What the Commission is alleging

At the center of the case is the idea of "addictive design", features engineered to keep people scrolling for as long as possible. The Commission singled out infinite scroll, where the feed never ends; autoplay, where the next video starts on its own; and recommendation algorithms tuned to maximize engagement. Regulators argue these can push users, particularly young ones, into an "autopilot" pattern of use that is hard to break.

The Commission also questioned whether Meta's safeguards actually work, suggesting that tools such as screen-time limits are too easy to dismiss and that parental controls are too complicated for many parents to use effectively. Its concern is focused heavily on the protection of minors under 18.

The law behind it

The case rests on the Digital Services Act (DSA), the EU's flagship rulebook for large online platforms. The DSA requires the biggest services to identify and reduce "systemic risks" their products create, which regulators interpret to include design patterns that exploit psychological weaknesses. It is a shift in emphasis: rather than policing individual pieces of content, the DSA targets how a platform is built.

The potential penalties are large.

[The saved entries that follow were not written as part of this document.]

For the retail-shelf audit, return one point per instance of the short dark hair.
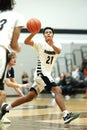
(48, 28)
(6, 5)
(10, 56)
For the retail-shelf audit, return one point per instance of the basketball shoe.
(3, 111)
(70, 117)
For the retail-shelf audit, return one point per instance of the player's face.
(13, 61)
(48, 34)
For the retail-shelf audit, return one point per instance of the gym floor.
(43, 114)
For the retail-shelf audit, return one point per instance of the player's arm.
(14, 41)
(28, 40)
(56, 49)
(18, 90)
(11, 82)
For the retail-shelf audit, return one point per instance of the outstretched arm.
(28, 40)
(14, 41)
(51, 43)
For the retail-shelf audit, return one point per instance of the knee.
(3, 94)
(56, 90)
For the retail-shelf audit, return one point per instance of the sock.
(65, 112)
(9, 107)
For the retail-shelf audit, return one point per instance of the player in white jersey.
(11, 24)
(47, 54)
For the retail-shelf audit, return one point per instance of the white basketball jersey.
(46, 57)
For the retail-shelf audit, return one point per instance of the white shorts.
(43, 82)
(2, 61)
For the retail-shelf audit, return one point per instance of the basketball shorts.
(43, 82)
(3, 63)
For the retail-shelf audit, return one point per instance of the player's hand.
(50, 41)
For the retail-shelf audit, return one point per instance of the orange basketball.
(33, 25)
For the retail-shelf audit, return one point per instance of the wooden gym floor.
(43, 114)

A confirmed breach can carry a fine of up to 6% of a company's total worldwide annual revenue. For a company the size of Meta, that ceiling runs into the billions of dollars, which is what gives the preliminary findings their weight, even at this early stage. The EU has already used the DSA against other platforms, with earlier penalties levied on services including X and the retailer Temu.

Meta's response and what happens next

Meta has pushed back, saying it disagrees with the preliminary findings and arguing they do not fully credit the steps it has taken to protect younger users, such as its Teen Accounts feature, which restricts settings and adds parental oversight for under-18s.

Because these are preliminary findings, the process is not over. Meta can now examine the Commission's file and respond in writing before the regulator decides whether to confirm the charges and impose a penalty, a stage that can take months. Regulators have also signaled the kinds of changes they want to see, including turning off features such as autoplay and infinite scroll by default and reworking recommendation systems.

Why it matters

The case is about more than a possible fine. By going after the underlying design of the feed rather than specific posts, the EU is trying to force a change in how social platforms are built, an approach that, if it succeeds, would ripple far beyond Meta to rivals such as TikTok. It also sharpens a genuine business dilemma: the same features regulators want curbed are the ones that maximize the engagement on which Meta's advertising model depends. How Meta answers, and whether the Commission holds firm, will help define how far Europe can reshape the products used by hundreds of millions of people. This article is informational and not investment advice.